Bu, gerçek bir çöküştür!
-*-*-
Ve Gıynık gazetesi yazdı; ülkede en az 11 kişi, “para katırı” (Money mule) olarak kullanılıyormuş…
Yani, para aklamanın bir diğer yolu!
Ve gıynık gazetesinin Ekonomi eki yayınladı; “5 milyar TL’lik sorunlu kredi ortalıkta dolaşıyormuş!”
Sorunlu kredi nedir?
Sorunlu kredi, ödenmeyen ve ödenmesi neredeyse mkansız olan kredi demektir!
-*-*-
Ve bu da daha çok alacak – verecek davası, daha batak insanlar anlamına gelmektedir tabii ki!
-*-*-
Ve Diyalog gazetesi…
Lefkoşa’da onlarca ev bakımsızlıktan dökülüyor…
Tarih çöküyor…
-*-*-
Ersin Tatar bir daha seçilmek istiyor!
Hükümet de seçilmesi için çabalıyor?
Oysa, sadece düne yansıyan bazı “iç” haberler bile; bırakıp gitmeleri için yeterlidir…
Rallide eşit ve egemen olduk!
Uluslararası Otomobil Federasyonu (FIA), Güney Kıbrıs’taki resmi temsilcisi konumunda bulunan “Kıbrıs Otomobil Derneği (CAA)” ile Rum Atletizm Federasyonu’na (KOA) bağlı “Kıbrıs Otomobil Federasyonu” arasındaki anlaşmazlık sebebiyle Güney Kıbrıs’taki otomobil yarışlarını tanımadığını belirtti, yarışçı lisanslarını iptal etti.
-*-*-
Fileleftheros gazetesi, FIA’nın, CAA tarafından verilen tüm sürücü lisanslarının ve Güney Kıbrıs’taki yarışların iptal edildiğini duyurduğunu yazdı.
-*-*-
FIA’nın bu kararı, bu yılki “Kıbrıs Rallisi’nin” iptal edilmesi anlamına da geliyor…
-*-*-
Karar sebebiyle Rum otomobil sporcuları hiçbir uluslararası müsabakaya da katılamayacak…
-*-*-
Şimdi bu alanda tam da eşit – egemen olduk!
Ancak bu eşitlik ve egemenlik bizim tanınmamızla gerçeklemiş değil; Kıbrıs cumhuriyeti’nin “aşağıya düşüşü “ ile gerçekleşti!

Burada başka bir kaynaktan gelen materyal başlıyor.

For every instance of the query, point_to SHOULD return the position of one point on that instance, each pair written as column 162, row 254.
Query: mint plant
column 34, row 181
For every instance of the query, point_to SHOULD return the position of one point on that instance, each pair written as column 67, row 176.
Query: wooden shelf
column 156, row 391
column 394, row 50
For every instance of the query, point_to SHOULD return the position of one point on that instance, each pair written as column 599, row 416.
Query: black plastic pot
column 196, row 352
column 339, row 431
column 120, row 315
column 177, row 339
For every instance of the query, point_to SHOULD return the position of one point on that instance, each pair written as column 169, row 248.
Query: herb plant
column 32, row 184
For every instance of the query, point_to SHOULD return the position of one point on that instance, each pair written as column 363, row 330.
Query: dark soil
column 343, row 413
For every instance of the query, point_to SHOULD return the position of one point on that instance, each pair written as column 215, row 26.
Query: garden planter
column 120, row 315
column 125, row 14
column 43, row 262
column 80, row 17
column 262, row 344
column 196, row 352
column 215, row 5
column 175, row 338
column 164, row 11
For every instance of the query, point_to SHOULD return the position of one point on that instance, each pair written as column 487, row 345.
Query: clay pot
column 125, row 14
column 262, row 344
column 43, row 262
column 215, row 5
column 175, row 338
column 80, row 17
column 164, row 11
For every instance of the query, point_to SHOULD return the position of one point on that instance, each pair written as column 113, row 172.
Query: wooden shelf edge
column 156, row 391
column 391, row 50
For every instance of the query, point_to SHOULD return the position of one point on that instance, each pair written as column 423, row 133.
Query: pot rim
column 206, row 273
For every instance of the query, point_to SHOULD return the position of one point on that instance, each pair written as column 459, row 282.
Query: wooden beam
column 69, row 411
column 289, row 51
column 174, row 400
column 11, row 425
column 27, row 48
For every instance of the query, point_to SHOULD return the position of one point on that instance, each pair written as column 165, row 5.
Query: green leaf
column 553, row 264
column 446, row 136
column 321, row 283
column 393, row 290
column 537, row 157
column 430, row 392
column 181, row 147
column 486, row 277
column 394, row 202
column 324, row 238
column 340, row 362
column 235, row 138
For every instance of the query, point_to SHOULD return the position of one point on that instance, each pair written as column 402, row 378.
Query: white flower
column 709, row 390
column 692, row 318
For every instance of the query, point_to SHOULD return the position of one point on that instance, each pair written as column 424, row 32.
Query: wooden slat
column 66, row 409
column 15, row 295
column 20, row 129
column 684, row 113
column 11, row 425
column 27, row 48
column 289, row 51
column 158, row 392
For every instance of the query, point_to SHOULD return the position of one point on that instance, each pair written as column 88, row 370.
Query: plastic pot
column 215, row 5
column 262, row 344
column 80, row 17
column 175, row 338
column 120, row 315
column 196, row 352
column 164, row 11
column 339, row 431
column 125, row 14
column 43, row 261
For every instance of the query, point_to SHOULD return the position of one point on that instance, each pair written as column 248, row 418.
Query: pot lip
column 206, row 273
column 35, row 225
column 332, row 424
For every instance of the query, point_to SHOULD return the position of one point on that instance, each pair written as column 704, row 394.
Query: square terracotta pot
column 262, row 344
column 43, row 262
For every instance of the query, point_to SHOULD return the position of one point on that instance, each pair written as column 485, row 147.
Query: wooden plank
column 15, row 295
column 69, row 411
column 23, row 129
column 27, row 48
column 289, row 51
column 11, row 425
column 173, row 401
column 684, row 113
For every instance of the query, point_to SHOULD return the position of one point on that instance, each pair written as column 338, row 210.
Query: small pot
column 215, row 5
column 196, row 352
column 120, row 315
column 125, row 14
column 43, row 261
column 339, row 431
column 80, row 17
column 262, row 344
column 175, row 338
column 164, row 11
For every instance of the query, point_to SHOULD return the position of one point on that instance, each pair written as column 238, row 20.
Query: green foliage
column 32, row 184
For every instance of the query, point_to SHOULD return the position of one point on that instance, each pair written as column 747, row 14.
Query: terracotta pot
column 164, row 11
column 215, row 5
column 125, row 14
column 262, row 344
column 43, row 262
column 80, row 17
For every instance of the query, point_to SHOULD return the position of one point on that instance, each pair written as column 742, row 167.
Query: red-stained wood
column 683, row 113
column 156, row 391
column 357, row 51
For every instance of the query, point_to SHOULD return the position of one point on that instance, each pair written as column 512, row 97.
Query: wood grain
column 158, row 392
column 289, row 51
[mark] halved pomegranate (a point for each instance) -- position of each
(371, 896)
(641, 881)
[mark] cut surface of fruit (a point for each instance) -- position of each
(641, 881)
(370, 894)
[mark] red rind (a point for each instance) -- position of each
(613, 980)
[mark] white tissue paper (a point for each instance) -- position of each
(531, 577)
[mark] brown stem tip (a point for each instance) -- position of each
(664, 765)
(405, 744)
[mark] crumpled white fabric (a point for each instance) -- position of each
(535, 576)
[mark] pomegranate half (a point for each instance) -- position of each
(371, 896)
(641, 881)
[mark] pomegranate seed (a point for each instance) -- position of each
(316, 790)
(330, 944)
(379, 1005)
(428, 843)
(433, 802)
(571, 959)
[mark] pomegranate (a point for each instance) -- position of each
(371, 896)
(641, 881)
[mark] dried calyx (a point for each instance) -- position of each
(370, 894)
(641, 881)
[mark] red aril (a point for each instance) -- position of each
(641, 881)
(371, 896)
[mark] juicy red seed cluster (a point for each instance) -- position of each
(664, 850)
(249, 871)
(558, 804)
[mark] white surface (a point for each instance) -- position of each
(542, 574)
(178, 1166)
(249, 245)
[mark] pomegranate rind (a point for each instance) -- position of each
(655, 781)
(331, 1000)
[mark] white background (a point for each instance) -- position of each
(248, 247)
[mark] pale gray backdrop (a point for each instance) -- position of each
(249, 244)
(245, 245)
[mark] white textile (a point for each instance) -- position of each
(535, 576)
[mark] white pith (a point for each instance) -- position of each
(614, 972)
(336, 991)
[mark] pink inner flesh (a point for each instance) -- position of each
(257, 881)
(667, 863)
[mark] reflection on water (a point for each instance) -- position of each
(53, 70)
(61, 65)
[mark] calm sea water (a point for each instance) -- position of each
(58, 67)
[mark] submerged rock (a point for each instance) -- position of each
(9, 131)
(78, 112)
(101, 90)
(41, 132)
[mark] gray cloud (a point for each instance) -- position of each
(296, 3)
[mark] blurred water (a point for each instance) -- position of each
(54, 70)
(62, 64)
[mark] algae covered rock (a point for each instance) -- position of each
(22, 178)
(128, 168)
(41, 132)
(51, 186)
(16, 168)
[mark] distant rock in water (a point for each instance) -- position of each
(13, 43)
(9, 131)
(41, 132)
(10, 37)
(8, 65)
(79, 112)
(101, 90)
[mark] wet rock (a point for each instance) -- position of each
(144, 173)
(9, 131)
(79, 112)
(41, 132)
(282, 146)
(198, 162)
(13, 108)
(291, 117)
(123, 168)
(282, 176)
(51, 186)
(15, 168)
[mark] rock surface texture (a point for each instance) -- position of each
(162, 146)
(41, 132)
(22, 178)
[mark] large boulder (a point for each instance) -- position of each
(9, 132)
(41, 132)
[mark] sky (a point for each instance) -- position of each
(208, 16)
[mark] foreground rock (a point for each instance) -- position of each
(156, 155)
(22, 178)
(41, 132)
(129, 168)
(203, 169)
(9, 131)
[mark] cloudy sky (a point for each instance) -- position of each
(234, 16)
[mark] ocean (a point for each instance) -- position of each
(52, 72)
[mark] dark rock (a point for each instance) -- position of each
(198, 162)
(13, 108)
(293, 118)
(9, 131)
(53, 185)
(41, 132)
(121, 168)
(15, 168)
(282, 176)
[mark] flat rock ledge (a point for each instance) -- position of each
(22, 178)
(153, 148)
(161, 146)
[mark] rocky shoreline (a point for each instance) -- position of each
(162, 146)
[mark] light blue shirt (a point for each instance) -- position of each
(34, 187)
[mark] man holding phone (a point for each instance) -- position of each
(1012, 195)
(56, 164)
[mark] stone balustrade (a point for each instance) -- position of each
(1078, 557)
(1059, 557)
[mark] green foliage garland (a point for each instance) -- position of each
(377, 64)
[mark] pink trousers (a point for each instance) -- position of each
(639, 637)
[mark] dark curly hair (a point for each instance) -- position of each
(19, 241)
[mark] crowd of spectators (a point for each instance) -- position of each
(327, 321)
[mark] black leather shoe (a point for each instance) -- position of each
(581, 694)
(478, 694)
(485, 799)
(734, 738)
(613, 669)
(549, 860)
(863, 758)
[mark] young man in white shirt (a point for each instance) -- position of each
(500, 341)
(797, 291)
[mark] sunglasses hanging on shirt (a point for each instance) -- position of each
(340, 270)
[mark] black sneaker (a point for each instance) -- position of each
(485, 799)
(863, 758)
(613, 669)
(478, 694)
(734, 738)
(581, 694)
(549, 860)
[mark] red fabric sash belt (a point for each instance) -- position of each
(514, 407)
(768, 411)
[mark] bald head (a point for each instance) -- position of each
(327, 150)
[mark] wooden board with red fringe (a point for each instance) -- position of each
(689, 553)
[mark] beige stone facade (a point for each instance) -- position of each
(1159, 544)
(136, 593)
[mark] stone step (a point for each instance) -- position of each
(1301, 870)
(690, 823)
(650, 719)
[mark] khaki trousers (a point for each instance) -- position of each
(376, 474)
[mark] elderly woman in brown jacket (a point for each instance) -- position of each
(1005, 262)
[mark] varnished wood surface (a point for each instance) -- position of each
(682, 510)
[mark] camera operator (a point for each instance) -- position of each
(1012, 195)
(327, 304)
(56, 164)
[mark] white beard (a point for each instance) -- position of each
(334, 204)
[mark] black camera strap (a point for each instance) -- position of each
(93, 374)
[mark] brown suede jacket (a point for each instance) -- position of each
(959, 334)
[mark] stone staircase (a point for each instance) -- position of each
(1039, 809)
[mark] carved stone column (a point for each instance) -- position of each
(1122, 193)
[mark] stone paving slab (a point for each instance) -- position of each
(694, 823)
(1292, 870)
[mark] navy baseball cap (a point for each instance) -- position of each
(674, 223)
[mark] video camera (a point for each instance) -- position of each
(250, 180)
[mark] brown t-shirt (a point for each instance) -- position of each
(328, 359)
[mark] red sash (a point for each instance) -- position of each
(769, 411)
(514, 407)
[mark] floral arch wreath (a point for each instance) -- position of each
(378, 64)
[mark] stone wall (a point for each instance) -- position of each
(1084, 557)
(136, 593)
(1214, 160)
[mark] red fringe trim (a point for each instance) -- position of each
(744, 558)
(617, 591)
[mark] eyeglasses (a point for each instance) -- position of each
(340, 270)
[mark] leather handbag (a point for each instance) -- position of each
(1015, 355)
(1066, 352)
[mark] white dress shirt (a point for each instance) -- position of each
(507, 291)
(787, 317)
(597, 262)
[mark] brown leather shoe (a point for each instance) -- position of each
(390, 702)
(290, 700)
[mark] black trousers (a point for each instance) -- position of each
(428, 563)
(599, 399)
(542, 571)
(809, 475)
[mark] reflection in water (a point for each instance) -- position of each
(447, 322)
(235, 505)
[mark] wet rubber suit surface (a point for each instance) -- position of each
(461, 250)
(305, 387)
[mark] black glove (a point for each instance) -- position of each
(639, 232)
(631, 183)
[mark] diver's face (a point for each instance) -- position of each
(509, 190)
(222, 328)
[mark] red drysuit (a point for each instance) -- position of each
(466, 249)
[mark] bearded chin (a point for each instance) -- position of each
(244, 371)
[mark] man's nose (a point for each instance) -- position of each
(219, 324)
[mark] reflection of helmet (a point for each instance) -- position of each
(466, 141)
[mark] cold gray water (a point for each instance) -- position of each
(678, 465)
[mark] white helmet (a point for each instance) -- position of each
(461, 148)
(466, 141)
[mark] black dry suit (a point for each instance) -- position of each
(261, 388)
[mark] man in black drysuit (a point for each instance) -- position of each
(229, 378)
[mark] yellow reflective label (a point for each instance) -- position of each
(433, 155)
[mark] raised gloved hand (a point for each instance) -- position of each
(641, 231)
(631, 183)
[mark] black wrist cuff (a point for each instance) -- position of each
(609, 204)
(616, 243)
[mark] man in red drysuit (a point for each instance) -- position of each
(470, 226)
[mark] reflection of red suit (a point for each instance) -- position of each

Haydi kendi kendimize yarışalım!
-*-*-
Bu arada CAA yaptığı yazılı açıklamada, 3 – 5 Ekim 2025 tarihleri arasında düzenlenmesi planlanan 52’nci Kıbrıs Rallisi ve 2025 Orta Doğu Ralli Şampiyonası’nın yapılmayacağını duyurdu.
-*-*-
Kısa açıklamada, FIA’nın (The Fédération Internationale de l’Automobile) beklenmedik bir kararı üzerine yarışın yapılamayacağı ilan edildi. Ayrıntıya girilmedi.